To fit our linear mixed-effect regression model, we will use a stochastic approximation version of the Expectation Maximization algorithm (SAEM). The basic idea is to use samples from the posterior to approximate the expected joint log-density (E-step). Then we find the parameters which maximize this calculation (M-step). Somewhat more concretely, the fixed-point iteration is given by:

E[logp(x,Zθ)θ0]1Mm=1Mlogp(x,zmθ),Zmp(Zx,θ0)E-step=:QM(θ,θ0)θ0=θ0ηθQM(θ,θ0)θ=θ0M-step\begin{align*} \text{E}[ \log p(x, Z | \theta) | \theta_0] &\approx \frac{1}{M} \sum_{m=1}^M \log p(x, z_m | \theta), \quad Z_m\sim p(Z | x, \theta_0) && \text{E-step}\\ &=: Q_M(\theta, \theta_0) \\ \theta_0 &= \theta_0 - \eta \left.\nabla_\theta Q_M(\theta, \theta_0)\right|_{\theta=\theta_0} && \text{M-step} \end{align*}

where xx denotes evidence, ZZ some latent variable which needs to be marginalized out, and θ,θ0\theta,\theta_0 possible parameterizations.
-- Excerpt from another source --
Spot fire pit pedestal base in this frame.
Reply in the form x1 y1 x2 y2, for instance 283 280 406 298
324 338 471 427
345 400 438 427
For a more thorough explanation, see Convergence of a stochastic approximation version of the EM algorithms by Bernard Delyon, Marc Lavielle, Eric, Moulines (Ann. Statist., 1999).

To compute the E-step, we need to sample from the posterior. Since our posterior is not easy to sample from, we use Hamiltonian Monte Carlo (HMC). HMC is a Monte Carlo Markov Chain procedure which uses gradients (wrt state, not parameters) of the unnormalized posterior log-density to propose new samples.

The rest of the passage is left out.